What about the Likud? Its leader, Ariel Sharon, also advocates a Palestinian state, and he presently has the support of almost 50% of the Likud’s Knesset membership. Although the remaining members may oppose Palestinian statehood, only Naomi Blumenthal voted to abrogate Oslo, and none calls for the incorporation of Yesha into the State of Israel. Taken as a whole, therefore, the Likud’s position concerning the Land of Israel is not consistent with Israel’s raison d’etre. It is a thoroughly compromised party and may be classified as the “Reluctant Left.”
Consider the reputedly right-wing National Union headed by Avigdor Lieberman’s Israel Beiteinu Party. Contrary to his colleague Arieh Eldad—a lonely voice in the Knesset who calls for Israeli sovereignty over Yesha—Lieberman advocates Arab “cantons” as a transitional stage toward a Palestinian state. If Lieberman speaks for his party, then its position concerning the Land of Israel is ideologically indistinguishable from that of the Left.

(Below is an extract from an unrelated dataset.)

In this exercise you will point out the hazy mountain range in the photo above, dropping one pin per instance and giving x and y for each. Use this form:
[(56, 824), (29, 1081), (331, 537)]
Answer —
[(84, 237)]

As for the Moledet and Tekuma factions of National Union, insofar as they advocate Jewish sovereignty over Yesha, their ideological position is right-wing. However, by remaining in the Sharon government, Moledet and Tekuma share responsibility for the “Road Map” and may thus be classified as the “Pseudo-Right.” The same may be said of the National Religious Party. In fact, the NRP voted for the Israel-Jordan treaty, yielding 330 square kilometers of Jewish land to that feeble, autocratic regime.
Religion and State
Labor, Meretz, and Shinui as well as Israel Beiteinu and various members of the Likud, advocate separation of religion and state. This cannot but transform Israel into a “state of its citizens” (which prompts many Arabs to join or vote for these parties). No wonder the Likud and Israel Beiteinu tolerate seditious Arab parties in the Knesset. Also, both parties support the “grandfather clause” of the Law of Return (which has brought more than 350,000 gentiles into the country). Hence, as concerns Israel’s raison d’etre as a Jewish state, these self-styled or reputedly right-wing parties fall into the category of the Left!

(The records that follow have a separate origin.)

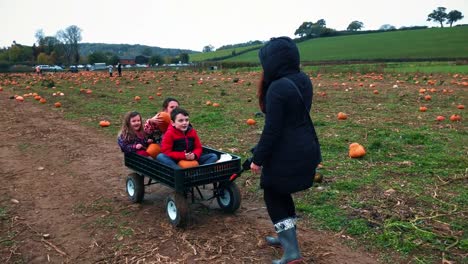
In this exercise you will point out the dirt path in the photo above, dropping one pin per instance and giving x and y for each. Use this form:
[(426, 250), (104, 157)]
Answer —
[(63, 200)]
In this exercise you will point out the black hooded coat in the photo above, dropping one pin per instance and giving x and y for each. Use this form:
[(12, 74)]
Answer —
[(288, 148)]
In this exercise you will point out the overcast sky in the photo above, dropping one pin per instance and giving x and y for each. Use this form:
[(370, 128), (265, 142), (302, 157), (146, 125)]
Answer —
[(193, 24)]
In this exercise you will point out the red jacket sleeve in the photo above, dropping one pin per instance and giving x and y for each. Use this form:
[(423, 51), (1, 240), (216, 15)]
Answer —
[(197, 148), (167, 144)]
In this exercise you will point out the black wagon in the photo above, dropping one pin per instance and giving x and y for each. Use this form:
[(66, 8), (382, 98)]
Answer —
[(186, 183)]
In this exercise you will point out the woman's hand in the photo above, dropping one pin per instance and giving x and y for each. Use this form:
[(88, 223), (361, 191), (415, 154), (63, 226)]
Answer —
[(189, 156), (255, 168), (155, 121)]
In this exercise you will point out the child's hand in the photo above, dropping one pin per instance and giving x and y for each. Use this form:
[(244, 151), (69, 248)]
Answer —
[(155, 121), (189, 156)]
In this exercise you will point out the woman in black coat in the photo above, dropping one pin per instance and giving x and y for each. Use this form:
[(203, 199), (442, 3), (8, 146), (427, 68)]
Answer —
[(288, 151)]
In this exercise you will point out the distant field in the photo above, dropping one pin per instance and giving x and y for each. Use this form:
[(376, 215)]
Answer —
[(195, 57), (431, 43)]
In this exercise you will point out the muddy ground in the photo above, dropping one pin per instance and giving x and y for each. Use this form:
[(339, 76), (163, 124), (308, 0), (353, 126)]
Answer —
[(63, 200)]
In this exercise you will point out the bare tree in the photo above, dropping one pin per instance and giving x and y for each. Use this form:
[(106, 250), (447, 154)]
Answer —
[(355, 25), (453, 16), (438, 15), (70, 38)]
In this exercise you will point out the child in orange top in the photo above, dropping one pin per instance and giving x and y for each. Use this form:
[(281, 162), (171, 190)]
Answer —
[(132, 137)]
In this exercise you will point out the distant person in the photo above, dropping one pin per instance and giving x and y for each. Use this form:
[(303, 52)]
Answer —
[(288, 151), (119, 69), (181, 142), (153, 126), (132, 137)]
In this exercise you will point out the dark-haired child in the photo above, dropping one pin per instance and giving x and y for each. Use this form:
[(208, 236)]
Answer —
[(181, 142)]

As for Moledet, Tekuma, and the NRP—while they want to preserve Israel’s Jewish character, they lack a practical program for the purpose. They say nothing about the unrepresentative and oligarchic ingredients of Israel’s political and judicial institutions, which enable politicians and judges to trample on the abiding beliefs and values of the Jewish people with impunity. They are timid, narrow, and unimaginative.
The Right in Israel does not exist!
Hence there is no genuine Right in Israel! No party publicly advocates Jewish sovereignty over Judea, Samaria, and Gaza in the name of God’s covenant with the Jewish People. No party boldly proclaims that Israel’s raison d’etre as a Jewish State must be the State’s paramount principle, to which all other principles are subordinate. And no party offers a Constitution that embodies this paramount principle.
Insofar as the “Right-Left” jargon has taken the place of the traditional distinction between good and bad—things are pretty bad in the State of Israel.
First published 21 March 2004
Epilog: Israel must overcome this decadent “Right-Left” jargon propagated by pseudo-sophisticated journalists and paltry politicians. We must bring public discourse back to the good sense of the people. Their patriotism and Jewish consciousness must be the basis of public policy. We must therefore democratize the method of electing politicians and of appointing judges to make them more attentive to and respectful of the people’s convictions and interests.